This short report brings to light some interesting commits to scylladb.git master from the last week. Commits in the be5b61b870…1ab2bb69b8 range are covered.
There were 96 non-merge commits from 18 authors in that period. Some notable commits:
The row cache holds frequently-read rows. When a row is written with the TTL (time-to-live) option, it is set to be automatically deleted after a certain time. If it’s in the cache, however, it will continue to occupy memory, reducing cache utilization. This is now improved, as the cache will detect and remove expired rows when they are read. Infrequently read rows will be removed from the cache using the least-recently-used mechanism.
It is now possible to use TLS certificates to authenticate and authorize a user to ScyllaDB. The system can be configured to derive the user role from the client certificate and derive the permissions the user has from that role.
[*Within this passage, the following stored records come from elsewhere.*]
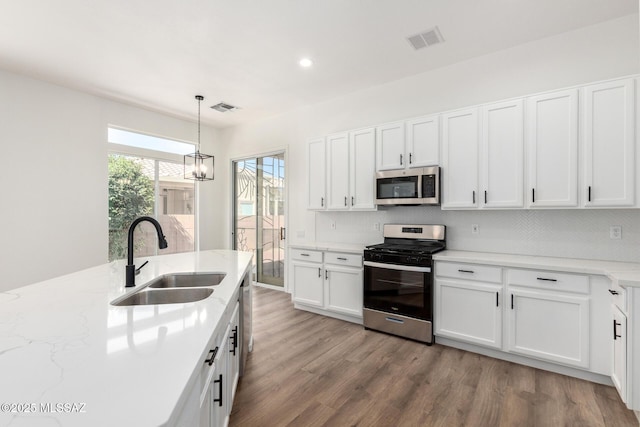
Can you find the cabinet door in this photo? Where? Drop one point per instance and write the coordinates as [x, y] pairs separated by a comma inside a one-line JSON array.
[[390, 146], [338, 171], [619, 368], [553, 149], [344, 290], [549, 326], [460, 159], [423, 141], [316, 163], [609, 144], [234, 352], [362, 171], [502, 162], [307, 284], [470, 312]]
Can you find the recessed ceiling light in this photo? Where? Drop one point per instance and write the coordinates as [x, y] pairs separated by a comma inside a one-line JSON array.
[[306, 63]]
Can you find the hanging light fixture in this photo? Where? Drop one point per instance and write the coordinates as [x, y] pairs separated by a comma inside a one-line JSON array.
[[198, 166]]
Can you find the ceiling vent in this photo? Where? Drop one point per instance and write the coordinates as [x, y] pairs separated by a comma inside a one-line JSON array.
[[224, 107], [426, 38]]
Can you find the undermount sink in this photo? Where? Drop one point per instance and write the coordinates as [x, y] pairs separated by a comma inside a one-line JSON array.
[[187, 280], [164, 296]]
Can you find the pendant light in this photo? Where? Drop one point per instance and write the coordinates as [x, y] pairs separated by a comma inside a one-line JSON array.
[[198, 166]]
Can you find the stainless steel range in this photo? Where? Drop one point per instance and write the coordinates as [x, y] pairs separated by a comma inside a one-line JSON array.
[[398, 282]]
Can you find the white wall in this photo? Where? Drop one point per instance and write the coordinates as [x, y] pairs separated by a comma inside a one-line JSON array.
[[53, 172], [603, 51]]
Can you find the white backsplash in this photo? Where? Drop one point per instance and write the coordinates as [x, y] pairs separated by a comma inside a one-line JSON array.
[[577, 233]]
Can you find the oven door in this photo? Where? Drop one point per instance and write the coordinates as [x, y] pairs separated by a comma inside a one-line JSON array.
[[400, 289]]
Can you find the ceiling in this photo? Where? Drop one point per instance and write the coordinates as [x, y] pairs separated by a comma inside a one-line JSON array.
[[159, 54]]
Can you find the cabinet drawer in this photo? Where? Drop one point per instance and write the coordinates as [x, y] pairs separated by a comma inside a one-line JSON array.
[[306, 255], [550, 280], [352, 260], [477, 272], [618, 296]]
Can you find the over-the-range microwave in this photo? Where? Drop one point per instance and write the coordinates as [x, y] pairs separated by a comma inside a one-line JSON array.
[[419, 186]]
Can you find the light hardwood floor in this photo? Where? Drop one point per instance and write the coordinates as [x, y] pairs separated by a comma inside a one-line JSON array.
[[311, 370]]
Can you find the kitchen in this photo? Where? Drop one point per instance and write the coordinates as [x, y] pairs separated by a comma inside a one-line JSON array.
[[59, 155]]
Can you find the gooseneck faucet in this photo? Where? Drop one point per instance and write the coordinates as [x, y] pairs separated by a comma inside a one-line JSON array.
[[162, 244]]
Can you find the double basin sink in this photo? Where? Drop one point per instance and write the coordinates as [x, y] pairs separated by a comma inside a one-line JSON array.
[[173, 288]]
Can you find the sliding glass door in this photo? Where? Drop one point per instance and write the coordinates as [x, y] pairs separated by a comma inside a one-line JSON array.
[[259, 214]]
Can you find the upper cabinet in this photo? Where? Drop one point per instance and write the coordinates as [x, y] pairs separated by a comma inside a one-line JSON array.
[[460, 136], [316, 167], [501, 157], [342, 171], [411, 144], [390, 146], [552, 121], [609, 144]]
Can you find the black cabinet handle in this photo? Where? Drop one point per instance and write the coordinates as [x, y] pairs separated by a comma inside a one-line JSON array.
[[212, 353], [219, 382]]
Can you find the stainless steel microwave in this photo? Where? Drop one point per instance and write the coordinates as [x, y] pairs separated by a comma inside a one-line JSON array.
[[419, 186]]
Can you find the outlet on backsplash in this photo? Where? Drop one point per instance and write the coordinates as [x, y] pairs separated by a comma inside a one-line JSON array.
[[615, 232]]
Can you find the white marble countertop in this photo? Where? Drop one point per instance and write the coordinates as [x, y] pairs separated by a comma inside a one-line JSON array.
[[62, 342], [331, 246], [627, 273]]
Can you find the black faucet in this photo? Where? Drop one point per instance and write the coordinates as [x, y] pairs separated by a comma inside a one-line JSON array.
[[162, 244]]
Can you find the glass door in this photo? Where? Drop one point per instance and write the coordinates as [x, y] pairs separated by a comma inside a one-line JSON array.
[[259, 214]]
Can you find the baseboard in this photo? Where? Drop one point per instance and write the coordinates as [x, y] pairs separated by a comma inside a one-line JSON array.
[[534, 363]]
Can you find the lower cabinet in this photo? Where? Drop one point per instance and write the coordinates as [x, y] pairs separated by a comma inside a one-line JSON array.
[[549, 326], [469, 311], [328, 282]]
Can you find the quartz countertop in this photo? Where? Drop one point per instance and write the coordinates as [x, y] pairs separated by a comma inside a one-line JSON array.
[[64, 345], [627, 273]]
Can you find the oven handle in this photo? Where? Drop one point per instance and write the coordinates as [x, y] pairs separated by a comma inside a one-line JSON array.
[[397, 267]]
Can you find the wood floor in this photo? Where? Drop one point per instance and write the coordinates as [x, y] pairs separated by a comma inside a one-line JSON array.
[[310, 370]]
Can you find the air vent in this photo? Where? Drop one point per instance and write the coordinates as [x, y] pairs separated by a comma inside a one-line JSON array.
[[426, 38], [223, 107]]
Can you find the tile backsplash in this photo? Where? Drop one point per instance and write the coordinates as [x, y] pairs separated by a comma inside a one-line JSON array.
[[578, 233]]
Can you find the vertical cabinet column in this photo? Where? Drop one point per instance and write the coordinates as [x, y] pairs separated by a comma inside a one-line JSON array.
[[553, 149], [460, 136], [609, 144]]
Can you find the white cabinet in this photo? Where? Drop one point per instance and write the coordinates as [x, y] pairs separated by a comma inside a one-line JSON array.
[[609, 143], [338, 171], [619, 368], [423, 141], [553, 149], [460, 137], [548, 318], [390, 146], [502, 151], [362, 172], [328, 283], [316, 167]]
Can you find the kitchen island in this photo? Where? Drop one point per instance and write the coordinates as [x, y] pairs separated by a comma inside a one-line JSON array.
[[68, 357]]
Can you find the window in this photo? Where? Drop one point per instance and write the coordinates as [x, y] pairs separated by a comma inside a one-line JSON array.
[[144, 181]]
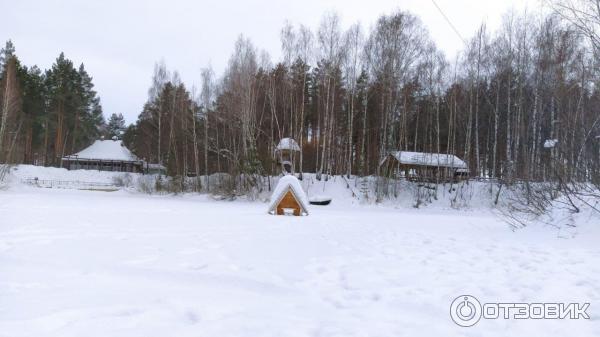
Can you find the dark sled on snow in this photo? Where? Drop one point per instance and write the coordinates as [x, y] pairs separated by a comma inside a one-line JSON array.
[[320, 201]]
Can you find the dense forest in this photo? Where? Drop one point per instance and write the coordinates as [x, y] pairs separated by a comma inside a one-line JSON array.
[[519, 103], [45, 114]]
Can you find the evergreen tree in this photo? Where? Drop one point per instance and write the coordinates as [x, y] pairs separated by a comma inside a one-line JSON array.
[[116, 126]]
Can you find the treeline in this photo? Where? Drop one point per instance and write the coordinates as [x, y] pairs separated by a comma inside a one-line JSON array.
[[45, 114], [521, 103]]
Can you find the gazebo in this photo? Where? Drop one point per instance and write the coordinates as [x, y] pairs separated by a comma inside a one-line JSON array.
[[104, 155], [423, 166], [285, 154]]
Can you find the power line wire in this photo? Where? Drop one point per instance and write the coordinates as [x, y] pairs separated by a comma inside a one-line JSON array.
[[449, 22]]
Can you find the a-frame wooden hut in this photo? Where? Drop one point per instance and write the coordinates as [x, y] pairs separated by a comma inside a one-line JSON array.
[[288, 198]]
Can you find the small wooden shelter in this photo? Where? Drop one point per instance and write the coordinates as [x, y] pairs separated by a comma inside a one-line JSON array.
[[424, 167], [288, 198]]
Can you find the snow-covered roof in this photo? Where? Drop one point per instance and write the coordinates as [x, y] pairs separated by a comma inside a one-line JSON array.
[[429, 159], [105, 150], [289, 183], [287, 144]]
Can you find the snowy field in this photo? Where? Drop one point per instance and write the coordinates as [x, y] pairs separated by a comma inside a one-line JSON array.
[[86, 263]]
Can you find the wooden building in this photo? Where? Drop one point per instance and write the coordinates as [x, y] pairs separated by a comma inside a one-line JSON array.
[[104, 155], [288, 198], [286, 154], [424, 167]]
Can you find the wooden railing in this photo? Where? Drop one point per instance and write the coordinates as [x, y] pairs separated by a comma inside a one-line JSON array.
[[70, 184]]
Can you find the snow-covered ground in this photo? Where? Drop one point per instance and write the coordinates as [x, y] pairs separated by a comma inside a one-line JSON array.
[[87, 263]]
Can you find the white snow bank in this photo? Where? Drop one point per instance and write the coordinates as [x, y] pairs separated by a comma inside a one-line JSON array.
[[95, 264]]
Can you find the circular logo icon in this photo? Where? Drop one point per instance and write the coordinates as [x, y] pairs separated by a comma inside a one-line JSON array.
[[465, 310]]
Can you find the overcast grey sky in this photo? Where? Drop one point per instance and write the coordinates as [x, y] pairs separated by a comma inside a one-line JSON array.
[[119, 41]]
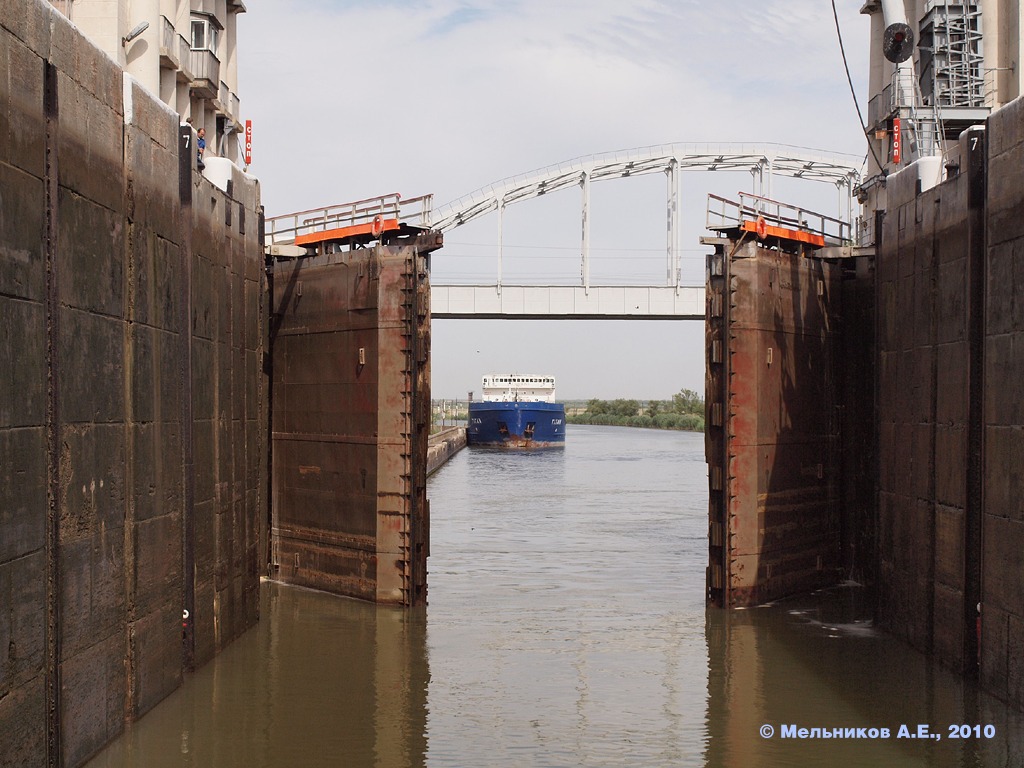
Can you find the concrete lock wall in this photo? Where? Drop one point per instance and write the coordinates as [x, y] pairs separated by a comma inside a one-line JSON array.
[[951, 358], [350, 421], [130, 399]]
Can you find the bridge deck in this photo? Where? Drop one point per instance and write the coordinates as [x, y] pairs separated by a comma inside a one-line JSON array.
[[547, 302]]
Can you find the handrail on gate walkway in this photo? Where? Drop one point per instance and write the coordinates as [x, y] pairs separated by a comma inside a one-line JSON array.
[[770, 218], [370, 217]]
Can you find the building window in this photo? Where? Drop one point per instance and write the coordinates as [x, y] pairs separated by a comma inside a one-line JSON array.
[[204, 35]]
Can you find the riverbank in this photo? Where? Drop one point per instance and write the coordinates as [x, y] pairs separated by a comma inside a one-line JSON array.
[[677, 422]]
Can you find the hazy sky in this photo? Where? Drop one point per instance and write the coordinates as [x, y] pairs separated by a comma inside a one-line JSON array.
[[355, 98]]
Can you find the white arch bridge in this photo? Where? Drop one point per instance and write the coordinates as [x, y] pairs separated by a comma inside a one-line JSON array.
[[669, 300]]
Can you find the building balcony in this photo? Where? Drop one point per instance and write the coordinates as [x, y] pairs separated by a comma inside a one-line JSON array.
[[169, 53], [184, 57], [206, 74]]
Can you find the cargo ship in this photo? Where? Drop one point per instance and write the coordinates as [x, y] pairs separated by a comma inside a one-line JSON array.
[[516, 412]]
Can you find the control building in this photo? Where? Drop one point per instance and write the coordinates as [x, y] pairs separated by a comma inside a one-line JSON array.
[[937, 67], [185, 51]]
After repair or data movement due to node additions or removals, materialized views need to be updated. This process involves reading from all sstables except those that have been streamed or repaired. This was slow, and is now optimized, speeding up repair and data movement on clusters that have materialized views.
A race condition between cleanup and regular compaction has been fixed.
ScyllaDB uses evictable readers in certain places to allow the system to cancel ongoing reads to reclaim memory, with the ability to resume those reads later. A bug in the mechanism caused an entire partition to be consumed unnecessarily, which could lead to out-of-memory errors. This is now fixed.
While using a lightweight transaction, if inconsistent constraints were given on the clustering key, ScyllaDB would crash. This is now fixed.
ScyllaDB optionally uses Raft to coordinate changes to the schema and topology. It now attempts to merge adjacent changes to reduce overhead.
A GROUP BY query ought to return one row per group, except when all rows of a group are filtered out. However, ScyllaDB returned a row even for fully-filtered groups. This is now fixed, and ScyllaDB will not emit rows for filtered groups.
ScyllaDB will now wait for all nodes to be healthy before attempting to bootstrap a new node.
When using Raft for topology and schema changes, ScyllaDB will force the schema and topology to be transferred to new nodes. Previously, ScyllaDB relied on other mechanisms to transfer the schema.
A rare stack overflow in some repair scenarios has been fixed.
See you in the next issue of last week in scylladb.git master!